Unreal Engine 4 ile geliştirilen oyunun grafikleri yeterli seviyede. Çok şaşalı değil, şaşırmıyorsunuz ama bu kapasitede olan bir oyun için yeterli olduğunu söylemek mümkün. Ses anlamında çok fazla söz söylemek mümkün değil. Yan karakterler zayıf görselliğe sahip olmasının yanı sıra seslendirme anlamında da silik. Neyse ki Styx’in surat animasyonları ve kendine has uslübu, seslendirmesi bu noktada oyunu birazcık kurtarmış.

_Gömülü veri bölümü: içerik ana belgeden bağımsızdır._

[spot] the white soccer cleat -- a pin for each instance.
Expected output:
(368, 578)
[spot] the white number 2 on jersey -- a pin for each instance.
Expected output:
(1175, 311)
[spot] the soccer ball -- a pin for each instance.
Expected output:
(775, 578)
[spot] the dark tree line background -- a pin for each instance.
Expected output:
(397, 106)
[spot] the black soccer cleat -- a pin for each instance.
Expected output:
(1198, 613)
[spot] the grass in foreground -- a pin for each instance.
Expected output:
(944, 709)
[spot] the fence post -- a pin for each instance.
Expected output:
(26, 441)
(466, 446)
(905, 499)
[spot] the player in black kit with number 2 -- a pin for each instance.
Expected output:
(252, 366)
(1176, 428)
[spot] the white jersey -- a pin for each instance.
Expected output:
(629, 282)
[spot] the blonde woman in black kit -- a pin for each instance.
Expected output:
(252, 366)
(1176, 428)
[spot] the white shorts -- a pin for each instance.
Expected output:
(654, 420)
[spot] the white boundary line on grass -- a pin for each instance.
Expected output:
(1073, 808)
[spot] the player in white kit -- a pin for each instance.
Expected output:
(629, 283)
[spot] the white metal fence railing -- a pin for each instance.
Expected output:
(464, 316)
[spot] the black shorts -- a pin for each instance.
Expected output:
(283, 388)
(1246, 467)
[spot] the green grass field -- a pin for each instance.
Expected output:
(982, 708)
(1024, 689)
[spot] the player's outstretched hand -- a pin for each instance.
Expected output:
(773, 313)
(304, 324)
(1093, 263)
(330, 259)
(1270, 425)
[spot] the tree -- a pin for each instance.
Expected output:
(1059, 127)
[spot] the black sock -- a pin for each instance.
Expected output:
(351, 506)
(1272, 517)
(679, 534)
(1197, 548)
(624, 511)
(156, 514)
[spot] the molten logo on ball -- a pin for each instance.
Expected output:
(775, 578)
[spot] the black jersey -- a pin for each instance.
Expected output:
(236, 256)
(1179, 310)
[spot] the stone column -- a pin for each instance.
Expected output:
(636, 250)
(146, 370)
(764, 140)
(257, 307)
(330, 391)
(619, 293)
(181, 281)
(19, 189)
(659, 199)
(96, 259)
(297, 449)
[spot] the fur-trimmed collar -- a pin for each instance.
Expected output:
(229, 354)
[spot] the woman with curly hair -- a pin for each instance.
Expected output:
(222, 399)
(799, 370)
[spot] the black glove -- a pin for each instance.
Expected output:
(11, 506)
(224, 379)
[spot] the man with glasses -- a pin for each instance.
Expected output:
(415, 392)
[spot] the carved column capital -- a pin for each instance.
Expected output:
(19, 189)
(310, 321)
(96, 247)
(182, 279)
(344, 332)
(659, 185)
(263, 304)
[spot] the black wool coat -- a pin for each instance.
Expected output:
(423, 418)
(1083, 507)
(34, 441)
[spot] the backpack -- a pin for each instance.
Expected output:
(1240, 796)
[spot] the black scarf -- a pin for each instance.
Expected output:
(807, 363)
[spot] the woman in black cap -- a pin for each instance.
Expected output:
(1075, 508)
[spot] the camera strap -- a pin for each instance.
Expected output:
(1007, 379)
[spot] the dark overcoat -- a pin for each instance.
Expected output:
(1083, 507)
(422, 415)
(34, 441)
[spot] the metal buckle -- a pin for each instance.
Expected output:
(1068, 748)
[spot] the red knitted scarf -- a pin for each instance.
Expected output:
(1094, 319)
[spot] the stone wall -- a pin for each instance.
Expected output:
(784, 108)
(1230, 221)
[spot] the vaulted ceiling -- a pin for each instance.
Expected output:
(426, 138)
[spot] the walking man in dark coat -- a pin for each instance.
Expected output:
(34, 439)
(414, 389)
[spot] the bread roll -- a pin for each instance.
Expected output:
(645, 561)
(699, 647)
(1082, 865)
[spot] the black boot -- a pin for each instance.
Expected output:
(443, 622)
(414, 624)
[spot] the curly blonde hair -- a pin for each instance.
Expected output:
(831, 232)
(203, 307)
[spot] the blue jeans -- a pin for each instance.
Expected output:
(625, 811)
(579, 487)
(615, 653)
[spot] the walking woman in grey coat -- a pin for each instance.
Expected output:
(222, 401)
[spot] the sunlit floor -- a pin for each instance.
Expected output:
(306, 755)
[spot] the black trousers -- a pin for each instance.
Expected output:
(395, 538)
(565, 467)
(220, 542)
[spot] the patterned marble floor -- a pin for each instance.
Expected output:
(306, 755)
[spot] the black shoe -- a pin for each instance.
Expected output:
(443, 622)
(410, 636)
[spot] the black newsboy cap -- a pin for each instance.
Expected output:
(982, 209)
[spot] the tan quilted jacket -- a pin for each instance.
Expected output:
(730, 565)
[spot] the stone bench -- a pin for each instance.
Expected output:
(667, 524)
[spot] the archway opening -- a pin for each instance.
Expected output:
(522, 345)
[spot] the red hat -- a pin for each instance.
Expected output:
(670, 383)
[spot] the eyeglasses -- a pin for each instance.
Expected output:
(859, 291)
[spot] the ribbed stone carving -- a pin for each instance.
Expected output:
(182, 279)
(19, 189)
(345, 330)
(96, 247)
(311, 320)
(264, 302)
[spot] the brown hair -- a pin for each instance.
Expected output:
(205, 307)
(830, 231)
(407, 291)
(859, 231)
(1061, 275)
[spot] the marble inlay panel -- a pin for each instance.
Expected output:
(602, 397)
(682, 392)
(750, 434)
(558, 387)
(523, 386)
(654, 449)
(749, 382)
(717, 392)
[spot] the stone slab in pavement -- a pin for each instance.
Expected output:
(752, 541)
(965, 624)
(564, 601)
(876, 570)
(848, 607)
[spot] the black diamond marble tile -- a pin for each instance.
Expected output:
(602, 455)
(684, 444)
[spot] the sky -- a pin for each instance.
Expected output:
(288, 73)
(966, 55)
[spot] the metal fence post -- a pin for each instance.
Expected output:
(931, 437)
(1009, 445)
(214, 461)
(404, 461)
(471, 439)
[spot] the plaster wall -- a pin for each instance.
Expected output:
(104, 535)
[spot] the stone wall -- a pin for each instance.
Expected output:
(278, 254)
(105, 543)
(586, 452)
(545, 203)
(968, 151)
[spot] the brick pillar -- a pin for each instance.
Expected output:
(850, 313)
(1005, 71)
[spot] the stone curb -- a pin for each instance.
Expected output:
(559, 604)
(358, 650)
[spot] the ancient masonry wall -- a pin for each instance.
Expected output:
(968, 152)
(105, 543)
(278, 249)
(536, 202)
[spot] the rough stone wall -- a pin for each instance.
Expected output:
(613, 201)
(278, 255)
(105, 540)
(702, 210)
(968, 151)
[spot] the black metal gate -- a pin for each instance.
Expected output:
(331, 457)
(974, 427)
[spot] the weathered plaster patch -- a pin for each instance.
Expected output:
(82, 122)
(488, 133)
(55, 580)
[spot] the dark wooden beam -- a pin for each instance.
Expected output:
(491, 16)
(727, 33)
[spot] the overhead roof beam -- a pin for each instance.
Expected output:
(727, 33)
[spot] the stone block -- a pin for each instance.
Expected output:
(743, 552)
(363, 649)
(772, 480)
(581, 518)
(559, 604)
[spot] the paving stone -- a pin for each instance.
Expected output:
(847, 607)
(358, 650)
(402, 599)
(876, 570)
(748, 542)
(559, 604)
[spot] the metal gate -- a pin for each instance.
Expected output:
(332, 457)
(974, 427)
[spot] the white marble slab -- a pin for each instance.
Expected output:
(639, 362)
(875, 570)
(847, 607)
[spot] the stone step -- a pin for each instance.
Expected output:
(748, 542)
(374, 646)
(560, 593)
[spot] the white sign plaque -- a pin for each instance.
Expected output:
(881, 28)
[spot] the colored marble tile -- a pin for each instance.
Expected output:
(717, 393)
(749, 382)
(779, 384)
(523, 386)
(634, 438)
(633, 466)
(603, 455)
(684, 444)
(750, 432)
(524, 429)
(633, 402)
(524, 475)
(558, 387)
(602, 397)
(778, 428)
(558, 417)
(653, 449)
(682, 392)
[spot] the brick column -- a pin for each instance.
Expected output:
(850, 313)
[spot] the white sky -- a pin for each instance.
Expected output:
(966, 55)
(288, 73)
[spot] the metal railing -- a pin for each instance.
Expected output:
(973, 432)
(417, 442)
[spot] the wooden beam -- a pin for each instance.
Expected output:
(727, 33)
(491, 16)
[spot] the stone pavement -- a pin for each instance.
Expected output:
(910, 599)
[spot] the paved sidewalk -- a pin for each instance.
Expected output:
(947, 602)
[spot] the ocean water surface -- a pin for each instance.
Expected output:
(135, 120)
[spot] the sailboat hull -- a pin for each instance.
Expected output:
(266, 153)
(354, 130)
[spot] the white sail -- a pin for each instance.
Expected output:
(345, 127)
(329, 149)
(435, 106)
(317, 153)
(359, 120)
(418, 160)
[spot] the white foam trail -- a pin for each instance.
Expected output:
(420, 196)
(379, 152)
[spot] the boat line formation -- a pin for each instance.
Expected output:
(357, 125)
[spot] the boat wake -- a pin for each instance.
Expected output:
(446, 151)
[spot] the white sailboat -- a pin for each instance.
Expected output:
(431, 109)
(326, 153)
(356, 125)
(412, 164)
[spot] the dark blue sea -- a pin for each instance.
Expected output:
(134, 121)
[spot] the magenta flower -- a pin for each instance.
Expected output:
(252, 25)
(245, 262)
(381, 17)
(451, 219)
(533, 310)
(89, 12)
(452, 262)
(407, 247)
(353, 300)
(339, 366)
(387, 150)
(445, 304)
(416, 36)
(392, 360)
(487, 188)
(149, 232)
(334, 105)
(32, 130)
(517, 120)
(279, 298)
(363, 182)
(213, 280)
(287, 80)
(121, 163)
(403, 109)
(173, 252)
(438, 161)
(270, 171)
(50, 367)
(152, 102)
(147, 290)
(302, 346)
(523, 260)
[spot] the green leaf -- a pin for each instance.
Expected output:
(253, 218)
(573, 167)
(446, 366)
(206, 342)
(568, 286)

Sonuç olarak Styx Shards of Darkness fazlasıyla ilk oyuna bağlı kalan bir yapım. Hikayesini de göz önüne aldığımızda ilk oyunun üzerine çok fazla bir yenilik konulamamış. Keyif almanız için sizi gizlilik unsurlarına hapseden yapım dediğim gibi bu sınırların dışına çıktığınızda sabrınızı biraz zorlayabiliyor. Eğer gizlilik unsurlarını çok seviyor ve ilk oyundan da büyük keyif aldıysanız Styx Shards of Darkness’ı tavsiye edebilirim. Yok, gizlilik yanında biraz serbestlikte olsun diyorsanız oyun sizin için hayal kırıklığı olabilir.